Beginning in 1970, because of the couple's close friendship with Aleksandr Solzhenitsyn (and their own dissident activity, evoked by the Soviet invasion of Czechoslovakia), their concerts began being canceled, and they stopped being mentioned in Soviet media. In 1974, they left the USSR and in 1978 they were stripped of their Soviet citizenship. It was not restored until 1990, when they were allowed to return.

In 2002 Vishnevskaya opened a Center for Opera Singing in Moscow, whose goal was to preserve Russian opera traditions and to educate talented young singers. It is a world-class center and, as a rule, focuses on "traditional" opera productions and performance.

This should not be surprising, as Vishnevskaya herself was always critical to modern opera (although in her youth she criticized then standard opera interpretations as stodgy and boring). In fact, in 2006, she had the location for her 80th birthday celebration moved from the Bolshoi Theater to the Tchaikovsky Concert Hall after being upset by the premiere of Dmitry Chernyakov's slightly avant garde presentation of Evgeny Onegin. "I was so upset by the premier in the Bolshoi," she said, "that I still have not gotten over it! It was a complete distortion! Larina drinks vodka in the first scene, laughing inappropriately... There are cretins everywhere, but opera is not written about them, and Pushkin did not write about them! That's what annoyed me." She vowed never to enter the Bolshoi again.

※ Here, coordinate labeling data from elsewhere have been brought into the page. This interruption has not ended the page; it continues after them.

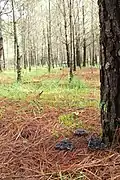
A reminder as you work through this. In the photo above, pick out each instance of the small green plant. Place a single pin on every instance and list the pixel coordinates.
(70, 121)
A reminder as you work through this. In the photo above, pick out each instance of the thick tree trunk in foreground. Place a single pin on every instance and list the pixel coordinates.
(109, 12)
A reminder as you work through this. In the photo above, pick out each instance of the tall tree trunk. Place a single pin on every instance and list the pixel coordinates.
(1, 41)
(66, 35)
(49, 38)
(16, 47)
(84, 39)
(109, 12)
(74, 50)
(92, 35)
(71, 48)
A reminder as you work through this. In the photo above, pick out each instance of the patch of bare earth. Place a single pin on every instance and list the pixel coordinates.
(27, 145)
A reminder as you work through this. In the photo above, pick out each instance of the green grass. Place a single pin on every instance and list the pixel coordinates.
(56, 91)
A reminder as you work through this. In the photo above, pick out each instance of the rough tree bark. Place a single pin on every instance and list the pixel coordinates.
(16, 47)
(109, 12)
(71, 39)
(66, 35)
(1, 42)
(84, 39)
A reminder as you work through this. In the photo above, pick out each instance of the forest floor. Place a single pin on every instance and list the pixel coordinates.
(43, 110)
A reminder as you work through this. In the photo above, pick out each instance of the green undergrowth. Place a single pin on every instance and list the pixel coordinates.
(57, 91)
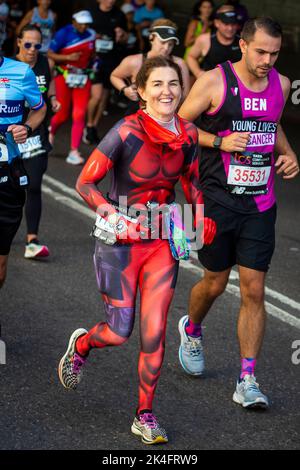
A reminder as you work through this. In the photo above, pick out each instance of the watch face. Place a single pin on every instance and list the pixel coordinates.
(217, 142)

In 2007, Vishnevskaya starred in Alexander Sokurov's powerful film about the second Chechen War, Alexandra. Many critics named it one of the best films of 2008.

She received countless awards throughout her working life, and just ten days prior to her death received the award "For Service to the Fatherland, 1st Degree," for her distinguished contribution to Russian culture and music.

Rostropovich died in 2007, and Vishnevskaya was buried alongside him in Moscow's Novodevichy Cemetery.